The company reported net profit of NT$615.05 million a year earlier and NT$714.11 million in the prior quarter.
Epistar, the nation’s No. 1 LED chipmaker, lost NT$0.11 per share last quarter, compared with the market’s consensus estimate of NT$0.38 earnings per share, mainly due to falling average selling prices amid intensified market competition.
“The disappointing results were mainly due to a nearly 10 percent decline on the average selling prices for both raw and packaged chips due to strong competition from China and poor product mix,” Primasia Securities Co analyst Filia Lin said in a note to clients yesterday.
Epistar shares closed at NT$27.85 in Taipei trading yesterday, having declined 55.72 percent so far this year, Taiwan Stock Exchange data showed.
To safeguard shareholders’ interest, the company’s board on Thursday approved a plan to buy back 20 million of its shares at between NT$25 and NT$40 per share on the open market.
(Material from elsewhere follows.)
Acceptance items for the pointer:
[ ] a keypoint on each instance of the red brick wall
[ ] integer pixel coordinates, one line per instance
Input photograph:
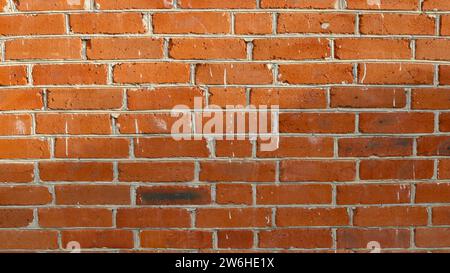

The company plans to spend up to NT$45.52 billion in the buyback scheme, Epistar said.
The scheme started yesterday and is to continue through Oct. 6, it said.
Company chairman Lee Biing-jye in June told shareholders that Royal Philips NV’s price cut for LED bulbs spurred severe pricing competition in the US market last quarter, which promoted LED chip suppliers to lower their prices or redesign chips to meet demand from clients.
However, Lee said the price-cutting has stopped, as there is limited room for price concessions, and he expects Epistar’s core business to improve this quarter on the back of recovering demand for LED lighting products.
Despite Lee’s optimism for this quarter, Primasia said some negative factors remain in sight to put pressure on the firm’s business for the remainder of this year, such as international lighting brands’ demand for cheaper LED chips and pricing competition among Epistar’s peers.
“We believe Epistar may stay in a trough in the second half of this year, despite its solid capability on production capacity, and research and development,” Lin said.
Epistar’s revenue last month climbed 10.47 percent to NT$2.11 billion from NT$1.91 billion in June. However, the number was 24.23 percent lower than the NT$2.78 billion recorded in July last year, company data showed.
From January through last month, cumulative revenue totaled NT$15.52 billion, down 9.48 percent from last year’s NT$17.15 billion.